Jednak rzeczywistość tej Valencii jest taka, że nawet w kontekście bycia dominującą drużyną, jednocześnie pokazują swoją ogromną słabość defensywną. Z podstawową wertykalnością, którą zawsze prezentowały drużyny Vasco Aguirre, Darder połączył się z dwoma wyraźnymi punktami odniesienia w ataku, Muriqim i Abdónem Pratsem, aby stworzyć poczucie niepokoju pod bramką Nietoperzy.
Gdy pierwsza połowa dobiegała końca, Valencia zasłużyła na bramkę. Wszystko rozpoczął Pepelu, by następnie przekazać połkę Thierry’emu, który idealnie dośrodkował do Diego, który główkował w kierunku dalszego słupka Rajkovicia. Bramkarz gospodarzy nie mógł nic poradzić na strzał wychowanka Valencii i w końcu wynik zmienił się na 1-1.

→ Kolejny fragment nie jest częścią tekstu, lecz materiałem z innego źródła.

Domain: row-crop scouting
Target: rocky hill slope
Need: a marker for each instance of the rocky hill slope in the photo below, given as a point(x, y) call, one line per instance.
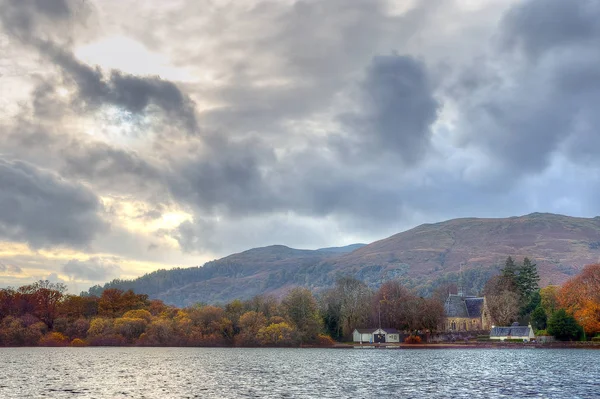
point(422, 258)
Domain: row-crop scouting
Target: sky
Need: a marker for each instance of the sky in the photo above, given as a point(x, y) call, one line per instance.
point(144, 135)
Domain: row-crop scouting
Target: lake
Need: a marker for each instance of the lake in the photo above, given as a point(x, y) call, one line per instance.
point(298, 373)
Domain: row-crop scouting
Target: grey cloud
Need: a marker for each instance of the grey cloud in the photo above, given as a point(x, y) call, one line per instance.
point(92, 269)
point(286, 61)
point(229, 177)
point(110, 168)
point(134, 94)
point(29, 20)
point(399, 108)
point(541, 25)
point(40, 208)
point(540, 99)
point(10, 268)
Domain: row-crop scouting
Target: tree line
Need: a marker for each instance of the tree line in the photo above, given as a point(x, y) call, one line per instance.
point(567, 312)
point(44, 314)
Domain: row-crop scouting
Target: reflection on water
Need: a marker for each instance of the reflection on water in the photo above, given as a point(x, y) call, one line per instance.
point(297, 373)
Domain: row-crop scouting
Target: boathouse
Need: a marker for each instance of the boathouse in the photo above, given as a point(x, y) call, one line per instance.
point(515, 331)
point(376, 335)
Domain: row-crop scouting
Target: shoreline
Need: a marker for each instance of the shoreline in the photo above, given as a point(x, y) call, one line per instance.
point(487, 345)
point(346, 346)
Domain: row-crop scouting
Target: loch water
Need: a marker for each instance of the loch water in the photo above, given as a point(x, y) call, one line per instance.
point(298, 373)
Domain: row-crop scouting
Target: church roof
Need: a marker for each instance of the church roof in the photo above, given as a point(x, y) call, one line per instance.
point(474, 306)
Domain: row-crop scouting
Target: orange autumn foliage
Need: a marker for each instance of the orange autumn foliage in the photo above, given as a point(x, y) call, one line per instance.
point(580, 296)
point(54, 339)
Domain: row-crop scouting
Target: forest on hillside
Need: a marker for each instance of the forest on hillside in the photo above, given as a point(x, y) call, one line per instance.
point(43, 314)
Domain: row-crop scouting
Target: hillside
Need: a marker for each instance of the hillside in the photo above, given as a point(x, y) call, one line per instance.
point(422, 258)
point(271, 269)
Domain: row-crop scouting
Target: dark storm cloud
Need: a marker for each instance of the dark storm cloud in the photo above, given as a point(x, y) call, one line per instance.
point(293, 59)
point(43, 210)
point(226, 177)
point(542, 98)
point(109, 167)
point(399, 108)
point(92, 269)
point(134, 94)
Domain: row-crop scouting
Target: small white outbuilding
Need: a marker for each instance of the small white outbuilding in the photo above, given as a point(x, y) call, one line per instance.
point(515, 331)
point(376, 335)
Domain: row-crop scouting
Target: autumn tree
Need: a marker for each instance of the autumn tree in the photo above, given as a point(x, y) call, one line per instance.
point(114, 302)
point(279, 334)
point(44, 298)
point(389, 305)
point(580, 297)
point(346, 307)
point(563, 326)
point(250, 324)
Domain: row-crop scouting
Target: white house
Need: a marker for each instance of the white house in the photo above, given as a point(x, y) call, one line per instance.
point(376, 335)
point(513, 332)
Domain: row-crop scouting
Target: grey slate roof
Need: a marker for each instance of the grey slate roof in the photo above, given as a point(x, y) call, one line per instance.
point(513, 331)
point(455, 306)
point(474, 306)
point(459, 306)
point(366, 330)
point(372, 330)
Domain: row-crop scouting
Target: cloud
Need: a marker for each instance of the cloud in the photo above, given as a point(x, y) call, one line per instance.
point(92, 269)
point(10, 268)
point(536, 98)
point(40, 208)
point(133, 94)
point(397, 109)
point(29, 20)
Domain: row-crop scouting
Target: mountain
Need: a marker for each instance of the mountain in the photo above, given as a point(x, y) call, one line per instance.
point(273, 269)
point(421, 258)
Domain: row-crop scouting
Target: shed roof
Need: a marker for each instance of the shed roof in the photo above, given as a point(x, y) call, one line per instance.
point(366, 330)
point(513, 331)
point(372, 330)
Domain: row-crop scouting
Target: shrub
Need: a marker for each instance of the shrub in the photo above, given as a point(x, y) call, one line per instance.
point(108, 340)
point(54, 339)
point(412, 339)
point(325, 340)
point(78, 342)
point(563, 326)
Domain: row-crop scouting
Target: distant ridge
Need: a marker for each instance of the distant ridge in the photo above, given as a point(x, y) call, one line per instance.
point(422, 258)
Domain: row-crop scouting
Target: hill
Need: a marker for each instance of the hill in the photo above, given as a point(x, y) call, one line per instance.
point(422, 258)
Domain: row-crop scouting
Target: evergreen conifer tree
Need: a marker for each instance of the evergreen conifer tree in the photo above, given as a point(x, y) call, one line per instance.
point(527, 280)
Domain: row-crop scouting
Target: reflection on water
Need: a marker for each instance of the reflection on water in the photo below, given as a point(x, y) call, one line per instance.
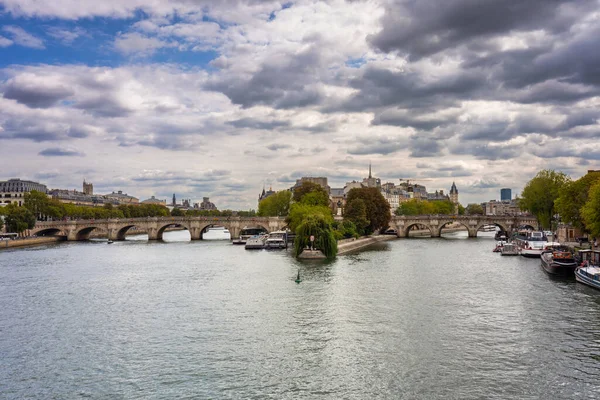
point(415, 318)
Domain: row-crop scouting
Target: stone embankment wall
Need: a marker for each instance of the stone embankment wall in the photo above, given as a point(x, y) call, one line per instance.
point(348, 245)
point(7, 244)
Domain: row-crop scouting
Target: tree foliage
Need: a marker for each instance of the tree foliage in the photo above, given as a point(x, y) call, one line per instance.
point(18, 219)
point(590, 212)
point(378, 209)
point(300, 211)
point(540, 193)
point(356, 213)
point(310, 187)
point(474, 209)
point(573, 196)
point(315, 225)
point(276, 205)
point(177, 212)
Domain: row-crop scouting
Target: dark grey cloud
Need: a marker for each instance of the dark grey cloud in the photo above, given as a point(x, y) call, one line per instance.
point(281, 85)
point(60, 152)
point(35, 95)
point(422, 146)
point(103, 106)
point(426, 27)
point(259, 124)
point(378, 145)
point(278, 146)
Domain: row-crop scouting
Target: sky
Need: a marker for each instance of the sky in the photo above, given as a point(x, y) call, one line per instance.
point(220, 98)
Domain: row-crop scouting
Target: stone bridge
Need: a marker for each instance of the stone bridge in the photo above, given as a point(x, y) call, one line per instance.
point(116, 229)
point(435, 223)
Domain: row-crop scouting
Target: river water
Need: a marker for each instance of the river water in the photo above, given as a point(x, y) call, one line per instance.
point(409, 319)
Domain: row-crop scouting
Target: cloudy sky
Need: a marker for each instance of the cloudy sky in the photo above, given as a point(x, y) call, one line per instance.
point(218, 97)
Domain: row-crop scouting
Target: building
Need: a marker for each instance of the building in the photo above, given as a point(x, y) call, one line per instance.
point(122, 198)
point(207, 205)
point(80, 198)
point(371, 181)
point(88, 188)
point(321, 181)
point(265, 194)
point(154, 200)
point(495, 207)
point(13, 191)
point(337, 199)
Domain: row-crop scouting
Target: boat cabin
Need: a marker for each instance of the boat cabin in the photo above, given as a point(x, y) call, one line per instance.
point(592, 257)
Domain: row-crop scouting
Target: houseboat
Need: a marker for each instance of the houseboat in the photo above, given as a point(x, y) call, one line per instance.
point(588, 272)
point(558, 260)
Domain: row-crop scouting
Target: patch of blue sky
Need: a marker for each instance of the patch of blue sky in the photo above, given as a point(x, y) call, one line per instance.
point(94, 44)
point(356, 62)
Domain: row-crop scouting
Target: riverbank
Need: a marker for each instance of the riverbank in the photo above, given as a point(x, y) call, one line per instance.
point(347, 245)
point(27, 242)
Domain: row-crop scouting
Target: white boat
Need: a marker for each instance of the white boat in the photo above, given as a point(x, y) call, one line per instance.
point(256, 242)
point(276, 240)
point(509, 249)
point(530, 243)
point(216, 233)
point(532, 248)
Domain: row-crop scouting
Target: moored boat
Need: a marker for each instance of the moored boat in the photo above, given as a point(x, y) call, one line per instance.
point(256, 242)
point(589, 271)
point(276, 240)
point(509, 249)
point(558, 260)
point(499, 246)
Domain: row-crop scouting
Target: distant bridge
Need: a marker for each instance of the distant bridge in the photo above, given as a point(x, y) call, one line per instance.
point(116, 229)
point(472, 223)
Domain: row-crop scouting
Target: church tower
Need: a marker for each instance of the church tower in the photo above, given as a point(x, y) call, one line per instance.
point(88, 188)
point(454, 197)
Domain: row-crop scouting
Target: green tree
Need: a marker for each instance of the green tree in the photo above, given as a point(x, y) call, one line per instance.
point(315, 225)
point(590, 212)
point(573, 196)
point(474, 209)
point(18, 219)
point(378, 209)
point(540, 194)
point(355, 212)
point(300, 211)
point(276, 205)
point(310, 187)
point(177, 212)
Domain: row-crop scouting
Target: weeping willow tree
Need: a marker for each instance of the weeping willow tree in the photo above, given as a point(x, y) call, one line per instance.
point(317, 226)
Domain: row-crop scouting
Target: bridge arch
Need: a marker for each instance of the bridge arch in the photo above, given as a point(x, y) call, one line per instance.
point(161, 229)
point(50, 232)
point(84, 233)
point(443, 224)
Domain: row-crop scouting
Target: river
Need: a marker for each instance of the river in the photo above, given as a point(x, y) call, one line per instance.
point(409, 319)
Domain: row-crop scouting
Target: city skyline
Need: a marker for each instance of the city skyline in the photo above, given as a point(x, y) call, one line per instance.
point(215, 99)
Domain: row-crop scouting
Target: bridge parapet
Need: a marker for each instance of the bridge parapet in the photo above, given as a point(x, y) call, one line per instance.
point(117, 228)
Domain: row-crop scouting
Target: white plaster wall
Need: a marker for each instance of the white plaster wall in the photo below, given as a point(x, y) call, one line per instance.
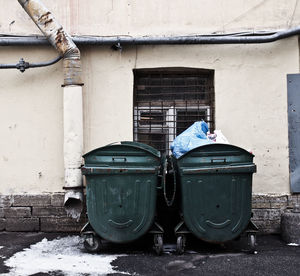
point(251, 106)
point(156, 17)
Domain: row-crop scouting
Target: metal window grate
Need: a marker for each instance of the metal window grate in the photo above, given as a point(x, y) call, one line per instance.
point(168, 101)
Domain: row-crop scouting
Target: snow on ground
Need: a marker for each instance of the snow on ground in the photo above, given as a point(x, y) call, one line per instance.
point(62, 254)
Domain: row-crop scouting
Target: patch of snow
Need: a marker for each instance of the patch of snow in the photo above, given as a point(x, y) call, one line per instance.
point(62, 254)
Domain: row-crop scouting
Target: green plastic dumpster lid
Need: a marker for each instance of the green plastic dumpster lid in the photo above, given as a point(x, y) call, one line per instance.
point(216, 147)
point(141, 146)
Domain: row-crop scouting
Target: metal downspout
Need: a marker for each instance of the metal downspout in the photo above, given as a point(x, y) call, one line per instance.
point(73, 122)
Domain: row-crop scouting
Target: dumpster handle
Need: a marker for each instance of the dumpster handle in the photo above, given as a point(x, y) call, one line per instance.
point(165, 172)
point(119, 159)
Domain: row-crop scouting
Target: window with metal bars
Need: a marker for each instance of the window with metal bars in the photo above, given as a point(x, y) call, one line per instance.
point(168, 101)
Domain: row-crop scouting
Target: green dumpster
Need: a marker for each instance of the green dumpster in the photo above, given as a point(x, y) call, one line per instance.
point(121, 190)
point(215, 183)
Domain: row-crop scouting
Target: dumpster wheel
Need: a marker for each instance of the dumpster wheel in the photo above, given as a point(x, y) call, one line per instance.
point(92, 243)
point(158, 244)
point(180, 246)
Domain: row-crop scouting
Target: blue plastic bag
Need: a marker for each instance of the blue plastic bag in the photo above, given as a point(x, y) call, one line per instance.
point(191, 138)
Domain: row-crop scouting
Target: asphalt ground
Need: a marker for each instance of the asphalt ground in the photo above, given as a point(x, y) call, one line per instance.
point(273, 256)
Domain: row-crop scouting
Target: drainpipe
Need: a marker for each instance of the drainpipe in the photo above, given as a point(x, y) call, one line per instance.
point(72, 90)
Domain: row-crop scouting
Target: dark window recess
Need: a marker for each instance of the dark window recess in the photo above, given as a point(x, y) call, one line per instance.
point(168, 101)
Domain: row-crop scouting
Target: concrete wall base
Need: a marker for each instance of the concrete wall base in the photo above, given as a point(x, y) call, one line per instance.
point(37, 213)
point(46, 213)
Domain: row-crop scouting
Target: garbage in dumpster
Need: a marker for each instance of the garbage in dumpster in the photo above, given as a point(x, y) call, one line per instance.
point(221, 139)
point(196, 135)
point(193, 137)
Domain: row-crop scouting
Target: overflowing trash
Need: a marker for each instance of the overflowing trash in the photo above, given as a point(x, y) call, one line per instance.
point(194, 136)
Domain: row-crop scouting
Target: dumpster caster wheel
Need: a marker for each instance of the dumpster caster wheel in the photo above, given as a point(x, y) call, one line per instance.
point(158, 244)
point(180, 245)
point(92, 243)
point(252, 243)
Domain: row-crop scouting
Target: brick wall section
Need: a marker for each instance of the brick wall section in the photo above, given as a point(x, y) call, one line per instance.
point(267, 210)
point(37, 213)
point(46, 213)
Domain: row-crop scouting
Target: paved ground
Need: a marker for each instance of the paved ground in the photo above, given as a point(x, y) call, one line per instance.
point(274, 257)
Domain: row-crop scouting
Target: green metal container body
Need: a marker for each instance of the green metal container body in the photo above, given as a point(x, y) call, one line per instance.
point(216, 190)
point(121, 188)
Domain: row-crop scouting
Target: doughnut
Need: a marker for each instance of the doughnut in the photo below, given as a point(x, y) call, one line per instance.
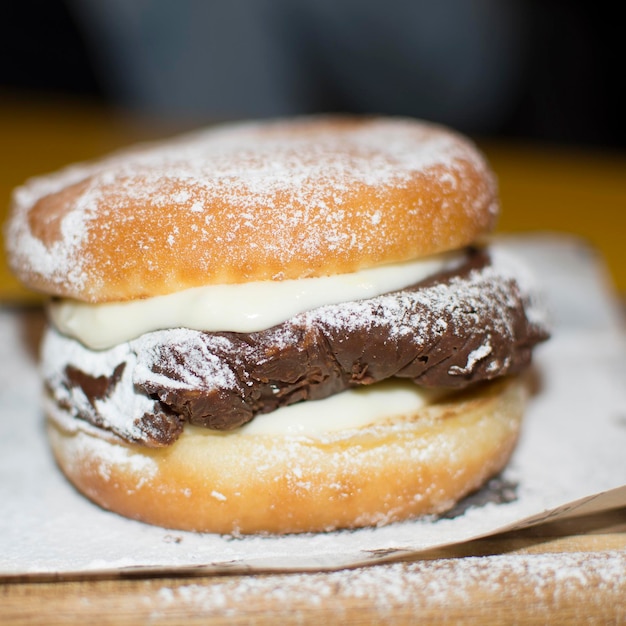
point(408, 466)
point(254, 202)
point(287, 326)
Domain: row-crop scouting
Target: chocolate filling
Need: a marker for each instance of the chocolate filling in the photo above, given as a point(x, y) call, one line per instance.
point(449, 331)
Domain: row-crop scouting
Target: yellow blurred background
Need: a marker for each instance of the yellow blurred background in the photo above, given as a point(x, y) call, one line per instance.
point(543, 188)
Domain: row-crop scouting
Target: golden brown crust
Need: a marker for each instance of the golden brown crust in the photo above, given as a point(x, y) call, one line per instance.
point(289, 199)
point(251, 484)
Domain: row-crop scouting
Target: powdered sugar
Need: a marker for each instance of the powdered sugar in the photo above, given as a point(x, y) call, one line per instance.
point(240, 176)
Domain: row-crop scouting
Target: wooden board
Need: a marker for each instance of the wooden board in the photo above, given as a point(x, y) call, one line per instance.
point(561, 573)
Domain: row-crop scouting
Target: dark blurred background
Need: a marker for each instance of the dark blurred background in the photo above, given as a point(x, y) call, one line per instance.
point(541, 70)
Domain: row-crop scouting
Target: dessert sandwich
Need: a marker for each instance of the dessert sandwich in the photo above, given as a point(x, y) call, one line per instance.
point(276, 327)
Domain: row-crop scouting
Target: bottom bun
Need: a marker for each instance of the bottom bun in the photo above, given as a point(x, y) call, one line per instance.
point(238, 484)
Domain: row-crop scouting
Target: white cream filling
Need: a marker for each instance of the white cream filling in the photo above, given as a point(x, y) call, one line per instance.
point(246, 307)
point(353, 408)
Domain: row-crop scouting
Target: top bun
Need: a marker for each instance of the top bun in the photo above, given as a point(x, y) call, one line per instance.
point(254, 201)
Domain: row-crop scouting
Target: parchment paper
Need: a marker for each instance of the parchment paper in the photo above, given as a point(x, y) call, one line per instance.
point(571, 457)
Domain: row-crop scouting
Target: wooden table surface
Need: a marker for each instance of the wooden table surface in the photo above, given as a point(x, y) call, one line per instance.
point(556, 573)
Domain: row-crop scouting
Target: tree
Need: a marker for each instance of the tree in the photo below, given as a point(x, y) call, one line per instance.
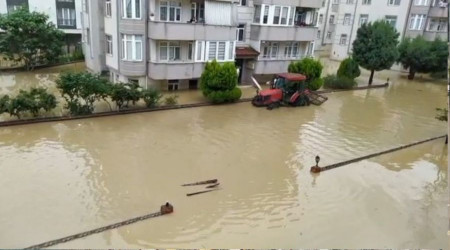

Po przerwie Mallorca wyszła z inną prędkością, mocniej szukając namagnesowanej głowy Muriqiego. Mamardashvili interweniował, aby udaremnić główkę kosowskiego napastnika. Baraja wprowadził na boisko Frana Péreza za wciąż nieobecnego Yaremckuka, który nie może się odnaleźć w drużynie Che. W 61. minucie Gio González strzelił obok słupka. Oblężenie trwało nadal w 63. minucie, kiedy to Urugwajczyk oddał kolejny strzał prawą nogą, odbity przez Mamardashwilego, który już wcześniej stał się najlepszym zawodnikiem gości.
Pół godziny szans
Mecz na dobre rozkręcił się w ostatnich dwóch kwadransach, gdzie obie drużyny miały swoje szanse. Stopniowo jednak to goście byli bliżej zwycięstwa. W tej odsłonie “Blanquinegros” mieli swoje szanse — Hugo Duro wykończył kontratak Frana Péreza, ale bramkarz był w tej akcji górą. Albo Javi Guerra pojawiający się ze skraju pola karnego. Aguirre, z kontuzjowanym Darderem, ustawił drużynę bardziej defensywnie, aby uratować remis co przyniosło zamierzony efekt. Piłkarze Nietoperzy nie byli w stanie przechylić meczu na swoją stronę i po dwóch porażkach z rzędu, muszą się zadowolić jednym punktem. Przynajmniej dla Valencii pozwala to na odzyskanie spokojniejszego oddechu, a Yarek, kolejna młoda perła może pochwalić się debiutem.